Contig names are stored in comments and should refer to the primary assembly.
.IR prefix .rescue.all.fa:
circular paths that might be valid genome bins,
but without the deduplication.
.RE
.PP
For each graph, hifiasm(_meta) also outputs a simplified version without sequences for
the ease of visualization ("noseq" in the file names).
Hifiasm(_meta) keeps corrected reads and overlaps in three
binary files such as it can regenerate assembly graphs from the binary files
without redoing error correction.
Hifiasm_meta's contig graphs contain the following subgraph information:
1) Contig names are `^s[0-9]+\.[uc]tg[0-9]{6}[lc]` where the `s[0-9]+` is
a disconnected subgraph label of the contig.
It might be useful to be able to quickly checking whether two contigs are
in the same disconnected subgraph (i.e. haplotype that wasn't assembled
in to a single contig, tangled haplotypes).

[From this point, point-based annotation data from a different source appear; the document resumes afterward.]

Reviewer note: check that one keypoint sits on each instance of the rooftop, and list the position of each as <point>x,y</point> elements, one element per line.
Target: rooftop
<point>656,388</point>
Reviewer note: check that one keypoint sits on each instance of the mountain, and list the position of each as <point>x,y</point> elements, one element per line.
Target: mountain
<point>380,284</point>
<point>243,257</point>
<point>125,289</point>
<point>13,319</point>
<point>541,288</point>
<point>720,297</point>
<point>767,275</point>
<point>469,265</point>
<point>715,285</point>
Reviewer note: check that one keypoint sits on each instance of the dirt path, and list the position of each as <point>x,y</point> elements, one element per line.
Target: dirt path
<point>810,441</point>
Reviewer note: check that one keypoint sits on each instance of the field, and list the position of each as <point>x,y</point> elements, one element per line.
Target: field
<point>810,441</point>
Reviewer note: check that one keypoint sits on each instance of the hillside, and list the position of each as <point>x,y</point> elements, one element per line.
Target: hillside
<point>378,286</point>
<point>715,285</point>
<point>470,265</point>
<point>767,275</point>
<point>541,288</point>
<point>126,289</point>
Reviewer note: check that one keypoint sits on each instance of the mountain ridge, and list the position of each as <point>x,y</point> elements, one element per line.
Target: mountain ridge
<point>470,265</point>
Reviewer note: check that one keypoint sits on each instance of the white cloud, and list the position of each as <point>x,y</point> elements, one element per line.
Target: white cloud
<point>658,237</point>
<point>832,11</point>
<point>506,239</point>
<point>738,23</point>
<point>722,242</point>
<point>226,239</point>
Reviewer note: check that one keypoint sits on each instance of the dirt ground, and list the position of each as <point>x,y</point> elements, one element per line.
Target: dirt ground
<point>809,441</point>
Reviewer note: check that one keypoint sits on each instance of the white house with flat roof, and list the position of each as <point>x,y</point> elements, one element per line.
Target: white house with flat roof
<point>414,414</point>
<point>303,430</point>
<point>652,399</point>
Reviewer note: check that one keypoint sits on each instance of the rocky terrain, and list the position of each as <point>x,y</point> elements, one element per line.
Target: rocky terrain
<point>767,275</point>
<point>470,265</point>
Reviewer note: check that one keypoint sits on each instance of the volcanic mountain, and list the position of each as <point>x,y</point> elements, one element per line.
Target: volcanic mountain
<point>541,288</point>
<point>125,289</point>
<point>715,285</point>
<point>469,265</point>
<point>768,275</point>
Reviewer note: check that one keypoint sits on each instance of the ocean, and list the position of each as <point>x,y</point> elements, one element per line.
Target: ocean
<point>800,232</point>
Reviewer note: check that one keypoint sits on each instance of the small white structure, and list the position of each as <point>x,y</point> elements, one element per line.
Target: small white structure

2) A trail of subgraph labels is stored in a custom gfa tag
ts:B:I (uint32_t array, comma seperated). This can be used to quickly check
if two unconnected contigs or subgraphs were once connected during graph cleaning,
since for metagenome assemblies, the alterantive graph and unitigs are more ambiguous
the assembly of a single organism. The representation, for example,
say we have 3 graphs, A, B and C. A is splitted into two graphs, A1 and A2;
A2 is further splicted into A2a, A2b and A2c.
Then A1 may be labelled as 0.0, A2a as 0.1.0, A2b as 0.1.1, A2c as 0.1.2,
B as 1, and C as 2 (integers are arbitrary but unique).